Mert " birşeyler istermisin; çay. Kahve vb."
" Çay getirsen iyi olur."
Mert " Tabiki işimiz bu. Odanamı getirim yoksa Beyza hanımın odasınamı. "
" Buraya getir. Beyzayla yalçın ibirşey istemediyse onlarada getir birer çay. "
Mert " 3 dk getiriyorum." Diyerek asansör bindi.Kapıyı tıklayıp içeride sesin gelmesini beklemeden içeriye daldım. İçeriye girdiğimde ikisi şaşırmış ve aval aval 10 sn kadar baktılar. Kendine ilk gelen Yalçın oldu.
Yalçın "ORMAN." şaşırmış ve öfkeli şekilede cümleler azgın da dökülüyordu.

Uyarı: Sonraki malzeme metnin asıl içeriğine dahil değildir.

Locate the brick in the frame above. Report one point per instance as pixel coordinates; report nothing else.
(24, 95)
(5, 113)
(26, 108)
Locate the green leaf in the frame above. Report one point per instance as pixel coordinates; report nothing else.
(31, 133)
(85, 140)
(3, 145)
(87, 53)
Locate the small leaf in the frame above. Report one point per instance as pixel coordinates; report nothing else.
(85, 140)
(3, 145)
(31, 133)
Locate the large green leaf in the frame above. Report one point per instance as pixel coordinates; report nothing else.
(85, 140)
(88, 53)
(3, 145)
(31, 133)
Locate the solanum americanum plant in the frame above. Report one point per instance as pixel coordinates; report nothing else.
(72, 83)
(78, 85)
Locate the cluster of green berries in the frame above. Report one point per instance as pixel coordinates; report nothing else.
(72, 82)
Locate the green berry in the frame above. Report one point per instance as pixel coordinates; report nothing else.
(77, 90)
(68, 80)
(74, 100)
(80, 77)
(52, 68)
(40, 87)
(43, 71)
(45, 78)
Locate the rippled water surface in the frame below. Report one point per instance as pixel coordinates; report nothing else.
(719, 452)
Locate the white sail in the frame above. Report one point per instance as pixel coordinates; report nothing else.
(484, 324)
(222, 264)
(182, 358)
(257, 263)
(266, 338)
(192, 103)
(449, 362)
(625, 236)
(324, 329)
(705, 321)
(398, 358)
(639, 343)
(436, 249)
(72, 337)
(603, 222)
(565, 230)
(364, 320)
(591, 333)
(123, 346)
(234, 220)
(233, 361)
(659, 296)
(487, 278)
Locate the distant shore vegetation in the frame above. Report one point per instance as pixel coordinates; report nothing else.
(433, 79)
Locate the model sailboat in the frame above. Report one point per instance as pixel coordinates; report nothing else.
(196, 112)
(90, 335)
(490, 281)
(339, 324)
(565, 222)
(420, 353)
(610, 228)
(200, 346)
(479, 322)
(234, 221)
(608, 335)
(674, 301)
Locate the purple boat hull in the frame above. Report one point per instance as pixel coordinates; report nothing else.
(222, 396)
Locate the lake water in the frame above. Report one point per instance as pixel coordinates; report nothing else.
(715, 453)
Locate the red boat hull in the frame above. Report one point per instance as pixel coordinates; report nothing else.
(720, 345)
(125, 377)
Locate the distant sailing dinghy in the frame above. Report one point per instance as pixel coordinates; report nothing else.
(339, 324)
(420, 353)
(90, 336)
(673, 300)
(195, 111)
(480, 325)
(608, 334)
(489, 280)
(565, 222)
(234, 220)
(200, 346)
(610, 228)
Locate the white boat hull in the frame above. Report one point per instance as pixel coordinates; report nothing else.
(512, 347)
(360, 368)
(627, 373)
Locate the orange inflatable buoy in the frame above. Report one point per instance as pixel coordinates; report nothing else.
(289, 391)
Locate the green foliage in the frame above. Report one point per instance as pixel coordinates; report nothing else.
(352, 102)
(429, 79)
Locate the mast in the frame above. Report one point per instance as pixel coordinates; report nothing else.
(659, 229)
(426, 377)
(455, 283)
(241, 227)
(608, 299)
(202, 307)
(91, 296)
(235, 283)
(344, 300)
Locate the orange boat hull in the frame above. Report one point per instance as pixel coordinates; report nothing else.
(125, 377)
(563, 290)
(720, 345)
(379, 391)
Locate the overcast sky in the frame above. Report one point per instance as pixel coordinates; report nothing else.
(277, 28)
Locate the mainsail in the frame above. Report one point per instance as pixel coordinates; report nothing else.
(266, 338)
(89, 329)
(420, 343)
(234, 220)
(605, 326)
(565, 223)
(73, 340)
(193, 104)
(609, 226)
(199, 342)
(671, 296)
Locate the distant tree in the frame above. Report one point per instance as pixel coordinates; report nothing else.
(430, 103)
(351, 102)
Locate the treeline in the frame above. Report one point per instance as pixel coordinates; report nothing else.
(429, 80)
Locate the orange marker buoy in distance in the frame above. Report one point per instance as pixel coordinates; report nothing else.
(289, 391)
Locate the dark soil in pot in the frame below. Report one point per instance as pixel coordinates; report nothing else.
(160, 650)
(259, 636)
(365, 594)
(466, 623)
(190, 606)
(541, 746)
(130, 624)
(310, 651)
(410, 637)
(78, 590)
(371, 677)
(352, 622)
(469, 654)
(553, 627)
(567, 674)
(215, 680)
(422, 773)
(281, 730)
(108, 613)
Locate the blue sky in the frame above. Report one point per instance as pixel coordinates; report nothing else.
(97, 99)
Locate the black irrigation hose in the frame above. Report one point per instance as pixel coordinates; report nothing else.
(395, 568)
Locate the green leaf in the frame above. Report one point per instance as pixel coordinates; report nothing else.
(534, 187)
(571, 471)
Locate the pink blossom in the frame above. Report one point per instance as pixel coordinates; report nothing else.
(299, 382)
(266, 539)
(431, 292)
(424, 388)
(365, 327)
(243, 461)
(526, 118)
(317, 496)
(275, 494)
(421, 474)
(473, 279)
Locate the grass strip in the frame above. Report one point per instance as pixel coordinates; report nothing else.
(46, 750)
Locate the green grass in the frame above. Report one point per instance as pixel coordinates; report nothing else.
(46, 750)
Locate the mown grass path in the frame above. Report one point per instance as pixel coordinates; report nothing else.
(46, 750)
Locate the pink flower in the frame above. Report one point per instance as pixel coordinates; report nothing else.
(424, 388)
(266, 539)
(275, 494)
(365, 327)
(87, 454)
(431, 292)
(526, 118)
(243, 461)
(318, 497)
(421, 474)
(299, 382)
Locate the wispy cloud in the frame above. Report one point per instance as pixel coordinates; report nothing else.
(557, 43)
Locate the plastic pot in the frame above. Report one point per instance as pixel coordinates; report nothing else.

Yalçın " Bu nasıl girmektir iceriye."
" Sen beni cağırmısın 'acil beni görsün' demisin. Bide nie öyle bakıyorsunuz rahatsız olmaya başladım." ben cümlemi bitirince ikiside cevap vermek icin nefes aldı ama beyzanın konuşması için yalçın sustu.Beyza " Böyle bakmakta haklıyız ama bu nasıl girmektir iceriye. Hayatım boyunca hiç görmedim bu an hariç yaşamamıştım." Beyza böyle diyince gercektende yaptığım dan pişmanlık duymaya başladım. Kabülenmek yerine konuyu devam etirmeye karar aldım.